Kızıl Kapı öfkeyle, "Görünüşe göre Kara Alev'in egosu Starlink'e karşı kazandığı zaferden sonra orantısız bir şekilde büyümüş," dedi.
"Şehri kendine saklamak istediği için acımasız olduğumuz için bizi suçlamamalı!"
Crimson Gate, Zero Wing'in Büyük İblis Molfinleri kaybetmeden önce çeşitli süper güçlerle sözleşme imzalamak için acele edeceğini düşünmüştü. Crimson Emperor'un yardımının bedelini sunmadan önce Lonca'yı bir süre daha bekletmeyi planlamıştı.
Ne yazık ki sabrı boşa gitmişti.
Sıfır Kanat harekete geçmeyi reddettiğinden, Kızıl İmparator'a Taş Orman Şehri için verilen mücadeleye katılmaktan başka seçenek kalmamıştı.
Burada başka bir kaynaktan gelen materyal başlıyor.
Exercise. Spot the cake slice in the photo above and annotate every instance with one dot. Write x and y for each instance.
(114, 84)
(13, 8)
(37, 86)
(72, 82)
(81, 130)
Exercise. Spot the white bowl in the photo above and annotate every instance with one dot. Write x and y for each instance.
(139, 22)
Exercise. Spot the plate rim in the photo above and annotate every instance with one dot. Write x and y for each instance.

On iki süper güç şehre doğru yürüyordu ve Gizli Köşk de dahil edildikten sonra Kızıl İmparator şehrin hisselerinin büyük bir yüzdesini elde edemeyecekti...
Beyaz Nehir Şehrindeki tüm süper güç üst kademeleri Kızıl Kapı'nın duygularını paylaşıyordu. Hepsi Sıfır Kanat'ın davranışına öfkeliydi ve neredeyse Loncalarının ordularıyla temasa geçip güçlerine son sürat Taş Ormanı Şehrine gitmelerini emredeceklerdi.
Buna karşılık, Yuan Tiexin süper güçlerin hareketlerine ilişkin raporu aldığında, rengi hastalıklı bir beyaza dönüştü.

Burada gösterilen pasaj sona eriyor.